Intuition

Another way to read the problem is: find if all s characters are present in t, in the same order. It doesn’t have to be consecutive. We need to keep two pointers:

• One for the string t
• One for the string s

We got loop through the string t, and if t[tPointer] == s[iPointer], we increase both. If t[tPointer] != s[iPointer], will increase just tPointer. At the end if iPointer==len(s) we reach end of s, we are good, return True This will be solved in time O(n) and space(1), since is one pass and we don’t use additional structures other than the pointers.

Approach

As described above.

However, I forgot to consider the edge cases, and these are the following:

• Both empty, return true
• Only t is empty, return false
• Only s is empty, return true

Complexity

• Time complexity: O(n) (one pass solution)

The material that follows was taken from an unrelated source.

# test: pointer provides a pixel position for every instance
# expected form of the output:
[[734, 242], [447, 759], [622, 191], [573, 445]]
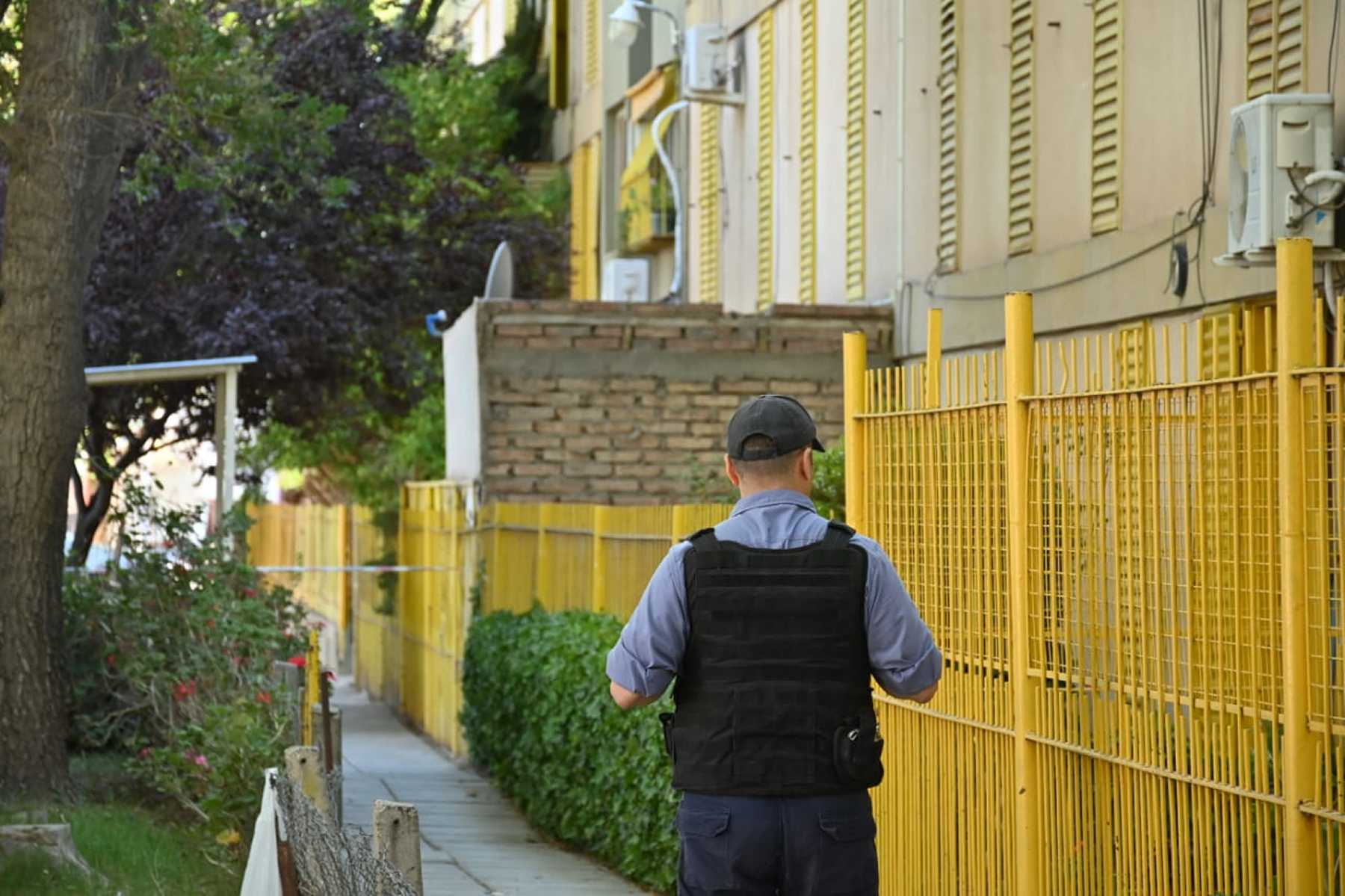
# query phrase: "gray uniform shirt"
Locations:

• Space complexity: O(1) (no additional structures, only pointers)

Code

class Solution(object):
    def isSubsequence(self, s, t):
        """
        :type s: str
        :type t: str
        :rtype: bool
        """

        if len(t) == 0 and len(s) ==0:
            return True
        if len(t) == 0 and len(s) > 0:
            return False
        if len(t) > 0 and len(s) == 0:
            return True

        pointer = 0
        for i in range(len(t)):
            if t[i] == s[pointer]:
                pointer+=1
                if pointer >= len(s):
                    return True
        return False